Let's dive into this with an example, mainly the example of Spotify's recommendation system - which uses a machine learning algorithm to tailor music preferences to each customer. This [blogpost](https://blogs.unimelb.edu.au/sciencecommunication/2018/08/27/how-spotify-already-knows-your-next-favourite-song/) from Holly Whiftield at UniMelb does a great job of explaining what goes into Spotify's recommendation engine.

Spotify's algorithm takes in four types of information...

1. The song titles from your library
2. Audio information from your library
3. Your most recently played playlists
4. The playlists of your network - meaning people who listen to _similar_ songs as yourself, but aren't you

It then uses this to create the following simple workflow.

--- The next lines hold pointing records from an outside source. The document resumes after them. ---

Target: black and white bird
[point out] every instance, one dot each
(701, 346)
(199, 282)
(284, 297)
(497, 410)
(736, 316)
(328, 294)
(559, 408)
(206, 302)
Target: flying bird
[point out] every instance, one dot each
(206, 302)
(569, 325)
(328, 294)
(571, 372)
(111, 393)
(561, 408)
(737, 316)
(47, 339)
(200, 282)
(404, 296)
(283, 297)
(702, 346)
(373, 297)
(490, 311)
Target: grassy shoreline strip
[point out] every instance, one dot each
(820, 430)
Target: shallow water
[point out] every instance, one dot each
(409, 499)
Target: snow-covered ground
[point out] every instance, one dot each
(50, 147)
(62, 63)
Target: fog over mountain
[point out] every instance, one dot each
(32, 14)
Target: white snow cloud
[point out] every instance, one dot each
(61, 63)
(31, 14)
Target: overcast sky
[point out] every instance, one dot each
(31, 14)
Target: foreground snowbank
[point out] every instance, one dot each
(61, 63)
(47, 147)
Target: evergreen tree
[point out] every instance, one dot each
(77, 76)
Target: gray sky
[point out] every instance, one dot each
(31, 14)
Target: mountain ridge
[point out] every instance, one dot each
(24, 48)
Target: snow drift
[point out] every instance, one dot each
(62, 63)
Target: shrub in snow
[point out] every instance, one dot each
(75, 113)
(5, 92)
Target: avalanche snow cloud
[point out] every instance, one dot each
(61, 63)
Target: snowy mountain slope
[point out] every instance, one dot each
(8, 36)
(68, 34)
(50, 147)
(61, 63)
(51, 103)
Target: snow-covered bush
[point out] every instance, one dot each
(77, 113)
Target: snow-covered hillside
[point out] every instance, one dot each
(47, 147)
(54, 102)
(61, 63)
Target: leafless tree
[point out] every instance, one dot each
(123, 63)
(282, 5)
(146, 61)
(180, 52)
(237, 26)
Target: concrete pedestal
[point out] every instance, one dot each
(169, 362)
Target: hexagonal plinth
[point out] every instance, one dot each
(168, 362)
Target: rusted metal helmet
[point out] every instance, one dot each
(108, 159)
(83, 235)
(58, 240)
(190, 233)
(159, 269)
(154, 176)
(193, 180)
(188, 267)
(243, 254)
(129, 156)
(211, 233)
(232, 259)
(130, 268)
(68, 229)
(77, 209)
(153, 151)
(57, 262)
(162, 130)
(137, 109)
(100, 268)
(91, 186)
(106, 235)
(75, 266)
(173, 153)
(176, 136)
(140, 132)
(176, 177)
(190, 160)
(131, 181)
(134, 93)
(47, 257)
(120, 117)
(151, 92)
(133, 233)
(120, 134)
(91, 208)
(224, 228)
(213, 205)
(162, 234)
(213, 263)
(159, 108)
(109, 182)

![](https://blogs.unimelb.edu.au/sciencecommunication/files/2018/08/generic_algo-x0xm2c.png)

The **machine learning** portion decodes this inputted information and combines it to produce your [**Discover Weekly**](https://www.spotify.com/discoverweekly/) playlist. Now you might ask, what machine learning is used? I'll ping a few questions back at you to ponder...

* How does a machine know **what song titles are similar**? It's not quite an obvious thing...and the field of [**Natural Language Processing**](https://en.wikipedia.org/wiki/Natural_language_processing) helps out with this.
* How does a machine know **what audio files are similar**? Sound information is complex...I mean look at a raw sound wave below and tell me what **features** you would be able to pick from it.

![](https://encrypted-tbn0.gstatic.com/images?q=tbn:ANd9GcSNtFAuDQGLpxBLlVSqvjaFgPRGDNzAhaHcr6wX1T0fJhXkhQVY)

* How do we jointly combine similar playlists? This is called [**Collaborative Filtering**](https://en.wikipedia.org/wiki/Collaborative_filtering), which helps a machine learn similarities based upon music taste.

...so there's a ton of machine learning involved in this process!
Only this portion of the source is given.